Back then I had no idea what aatankwadi meant – my Hindi, my mother tongue, was sparse, having already moved to a small space in the back of my throat. But now standing on the bridge, as I remember that day, I wonder if that is where it all began. With my mother calling a little boy a terrorist, separating me from the only friend I didn’t feel like an outsider with here in the U.S., all because of imaginary ancestral differences; because Hina was from a different country and worshiped different gods. I wonder if the propaganda that my mother now regurgitated in her words and texts and emails was something that had settled in her heart long ago, its foundation built on that tiny hike up the waterfall, that single event, single accident, single swing of the arm from a 3-year-old boy.

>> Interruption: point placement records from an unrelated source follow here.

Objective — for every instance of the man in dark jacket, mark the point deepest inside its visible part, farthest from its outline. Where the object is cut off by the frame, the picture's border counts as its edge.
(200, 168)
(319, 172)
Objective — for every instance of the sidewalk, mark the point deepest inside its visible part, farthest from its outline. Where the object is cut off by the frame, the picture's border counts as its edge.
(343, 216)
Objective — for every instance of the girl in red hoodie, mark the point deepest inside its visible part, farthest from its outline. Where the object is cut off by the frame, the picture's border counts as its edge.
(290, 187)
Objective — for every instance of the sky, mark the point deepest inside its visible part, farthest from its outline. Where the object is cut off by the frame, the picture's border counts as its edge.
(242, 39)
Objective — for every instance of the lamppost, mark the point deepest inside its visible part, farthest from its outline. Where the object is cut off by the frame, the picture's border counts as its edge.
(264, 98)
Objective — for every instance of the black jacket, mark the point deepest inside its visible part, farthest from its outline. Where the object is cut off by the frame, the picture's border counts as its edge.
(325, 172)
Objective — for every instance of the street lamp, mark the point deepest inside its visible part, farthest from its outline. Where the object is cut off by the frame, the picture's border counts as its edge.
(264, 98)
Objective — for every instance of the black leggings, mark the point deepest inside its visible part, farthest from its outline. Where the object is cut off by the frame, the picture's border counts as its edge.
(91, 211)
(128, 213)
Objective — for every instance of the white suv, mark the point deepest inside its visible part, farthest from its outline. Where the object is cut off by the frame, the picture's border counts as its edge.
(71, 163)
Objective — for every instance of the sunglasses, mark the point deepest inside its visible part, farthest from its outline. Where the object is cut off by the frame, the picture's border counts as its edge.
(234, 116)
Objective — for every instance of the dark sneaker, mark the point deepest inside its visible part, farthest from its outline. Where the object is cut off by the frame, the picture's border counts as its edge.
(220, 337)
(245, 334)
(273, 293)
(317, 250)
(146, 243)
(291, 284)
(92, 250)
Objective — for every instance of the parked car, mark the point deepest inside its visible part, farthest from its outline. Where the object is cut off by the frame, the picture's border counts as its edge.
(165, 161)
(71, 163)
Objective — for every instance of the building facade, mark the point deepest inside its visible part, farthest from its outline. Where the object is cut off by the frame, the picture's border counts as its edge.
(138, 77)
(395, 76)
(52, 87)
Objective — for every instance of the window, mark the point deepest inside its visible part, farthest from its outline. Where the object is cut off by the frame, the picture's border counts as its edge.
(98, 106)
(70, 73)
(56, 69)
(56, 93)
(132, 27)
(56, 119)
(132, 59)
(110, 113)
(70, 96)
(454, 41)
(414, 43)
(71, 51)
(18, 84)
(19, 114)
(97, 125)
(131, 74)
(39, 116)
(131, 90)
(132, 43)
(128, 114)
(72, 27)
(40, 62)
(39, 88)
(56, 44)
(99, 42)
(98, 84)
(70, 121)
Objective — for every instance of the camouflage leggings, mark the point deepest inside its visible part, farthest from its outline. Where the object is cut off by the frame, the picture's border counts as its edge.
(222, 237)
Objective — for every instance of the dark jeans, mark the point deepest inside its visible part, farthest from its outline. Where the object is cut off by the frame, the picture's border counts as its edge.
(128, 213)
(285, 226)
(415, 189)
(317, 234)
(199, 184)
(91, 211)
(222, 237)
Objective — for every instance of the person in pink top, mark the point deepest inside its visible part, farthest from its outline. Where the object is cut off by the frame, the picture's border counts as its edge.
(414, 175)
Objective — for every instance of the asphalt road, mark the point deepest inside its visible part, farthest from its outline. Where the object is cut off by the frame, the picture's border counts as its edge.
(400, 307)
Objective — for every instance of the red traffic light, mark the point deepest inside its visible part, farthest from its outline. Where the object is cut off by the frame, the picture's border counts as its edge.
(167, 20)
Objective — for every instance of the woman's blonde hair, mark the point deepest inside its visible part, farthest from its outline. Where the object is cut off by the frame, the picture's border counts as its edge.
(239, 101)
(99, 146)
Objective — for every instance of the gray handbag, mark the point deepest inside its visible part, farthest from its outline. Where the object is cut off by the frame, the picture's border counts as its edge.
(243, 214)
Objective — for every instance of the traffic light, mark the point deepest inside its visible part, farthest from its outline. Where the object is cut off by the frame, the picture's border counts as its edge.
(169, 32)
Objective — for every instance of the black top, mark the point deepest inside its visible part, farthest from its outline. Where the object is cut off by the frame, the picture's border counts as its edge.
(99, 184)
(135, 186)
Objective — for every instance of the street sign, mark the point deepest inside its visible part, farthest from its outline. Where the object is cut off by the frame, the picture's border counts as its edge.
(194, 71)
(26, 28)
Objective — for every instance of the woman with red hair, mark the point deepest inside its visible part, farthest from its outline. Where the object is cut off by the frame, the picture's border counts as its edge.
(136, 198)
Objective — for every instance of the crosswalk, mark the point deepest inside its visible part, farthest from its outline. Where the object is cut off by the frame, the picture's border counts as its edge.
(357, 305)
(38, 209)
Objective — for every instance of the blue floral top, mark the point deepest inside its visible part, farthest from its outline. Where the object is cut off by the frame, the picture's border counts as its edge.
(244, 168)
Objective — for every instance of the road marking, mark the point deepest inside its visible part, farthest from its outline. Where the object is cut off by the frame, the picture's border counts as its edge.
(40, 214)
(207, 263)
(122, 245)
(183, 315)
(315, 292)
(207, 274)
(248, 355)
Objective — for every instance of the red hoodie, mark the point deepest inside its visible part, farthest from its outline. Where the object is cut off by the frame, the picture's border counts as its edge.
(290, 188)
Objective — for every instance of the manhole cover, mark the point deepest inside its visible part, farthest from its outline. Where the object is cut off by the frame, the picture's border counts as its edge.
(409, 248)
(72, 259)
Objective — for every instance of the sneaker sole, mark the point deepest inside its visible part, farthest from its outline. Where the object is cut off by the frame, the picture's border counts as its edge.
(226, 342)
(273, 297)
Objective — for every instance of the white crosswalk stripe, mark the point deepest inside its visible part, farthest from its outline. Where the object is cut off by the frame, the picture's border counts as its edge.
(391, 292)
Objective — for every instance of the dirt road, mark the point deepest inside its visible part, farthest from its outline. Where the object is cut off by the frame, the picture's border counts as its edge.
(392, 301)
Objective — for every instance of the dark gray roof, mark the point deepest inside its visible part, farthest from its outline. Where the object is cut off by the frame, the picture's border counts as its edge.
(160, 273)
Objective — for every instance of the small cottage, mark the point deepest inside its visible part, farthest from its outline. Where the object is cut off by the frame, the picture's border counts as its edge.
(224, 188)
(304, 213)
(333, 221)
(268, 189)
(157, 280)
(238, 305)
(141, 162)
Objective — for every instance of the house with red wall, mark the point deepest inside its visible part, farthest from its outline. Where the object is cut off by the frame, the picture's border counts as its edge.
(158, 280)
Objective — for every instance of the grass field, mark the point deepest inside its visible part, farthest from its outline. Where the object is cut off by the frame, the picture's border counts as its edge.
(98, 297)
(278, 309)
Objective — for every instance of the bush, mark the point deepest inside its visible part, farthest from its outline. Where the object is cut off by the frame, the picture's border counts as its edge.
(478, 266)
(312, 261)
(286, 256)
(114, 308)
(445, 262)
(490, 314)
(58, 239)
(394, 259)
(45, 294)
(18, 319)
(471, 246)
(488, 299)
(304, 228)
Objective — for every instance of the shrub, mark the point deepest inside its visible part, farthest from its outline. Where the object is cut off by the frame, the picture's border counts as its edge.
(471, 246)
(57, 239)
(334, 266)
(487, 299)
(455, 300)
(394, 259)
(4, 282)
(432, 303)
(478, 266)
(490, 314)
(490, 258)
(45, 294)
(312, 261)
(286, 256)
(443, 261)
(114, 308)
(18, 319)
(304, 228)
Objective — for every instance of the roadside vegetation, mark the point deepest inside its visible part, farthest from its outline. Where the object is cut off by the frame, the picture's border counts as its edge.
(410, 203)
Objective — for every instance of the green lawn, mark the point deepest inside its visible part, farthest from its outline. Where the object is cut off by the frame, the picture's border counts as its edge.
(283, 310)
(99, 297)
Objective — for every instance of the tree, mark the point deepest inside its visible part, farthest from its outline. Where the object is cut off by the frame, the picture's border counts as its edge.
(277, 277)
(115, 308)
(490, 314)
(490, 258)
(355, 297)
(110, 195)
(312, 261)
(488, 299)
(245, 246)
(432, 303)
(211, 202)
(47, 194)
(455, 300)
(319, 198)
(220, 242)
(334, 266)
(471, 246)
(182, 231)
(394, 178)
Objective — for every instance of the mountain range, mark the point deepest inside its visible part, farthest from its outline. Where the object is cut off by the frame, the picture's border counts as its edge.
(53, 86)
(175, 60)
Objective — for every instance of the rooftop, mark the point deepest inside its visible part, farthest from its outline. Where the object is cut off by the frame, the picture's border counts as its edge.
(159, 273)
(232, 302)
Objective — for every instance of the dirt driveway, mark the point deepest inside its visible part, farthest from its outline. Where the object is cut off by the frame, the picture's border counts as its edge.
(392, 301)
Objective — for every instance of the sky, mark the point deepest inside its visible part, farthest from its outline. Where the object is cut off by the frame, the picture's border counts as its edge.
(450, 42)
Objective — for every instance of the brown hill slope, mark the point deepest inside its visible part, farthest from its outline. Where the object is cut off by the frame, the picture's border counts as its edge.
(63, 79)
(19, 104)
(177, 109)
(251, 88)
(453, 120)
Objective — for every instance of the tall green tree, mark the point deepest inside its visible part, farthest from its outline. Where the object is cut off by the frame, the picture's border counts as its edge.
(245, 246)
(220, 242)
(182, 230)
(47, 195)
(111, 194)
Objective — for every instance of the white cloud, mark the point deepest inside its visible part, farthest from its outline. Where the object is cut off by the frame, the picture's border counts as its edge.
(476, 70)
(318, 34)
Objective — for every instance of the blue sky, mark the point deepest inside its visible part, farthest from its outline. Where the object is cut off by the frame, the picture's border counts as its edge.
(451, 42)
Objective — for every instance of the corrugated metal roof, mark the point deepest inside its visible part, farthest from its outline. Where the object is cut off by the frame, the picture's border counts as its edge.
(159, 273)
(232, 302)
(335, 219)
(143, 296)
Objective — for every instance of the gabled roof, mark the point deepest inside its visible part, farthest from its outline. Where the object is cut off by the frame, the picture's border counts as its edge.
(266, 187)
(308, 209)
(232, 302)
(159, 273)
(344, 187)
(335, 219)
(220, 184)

A few moments pass before I finally shake my head and take one last glance at the water churning over dark rocks below. I can feel its vibration underfoot, smell the spray even from this high up, the surge of water that comes with the waning winter. I turn and head back down the bridge, my feet picking up speed as I begin to run; I wonder if I will give my mother a different answer tomorrow, or the day after, or whether I will let the sound of a waterfall always mask what I am too afraid to say.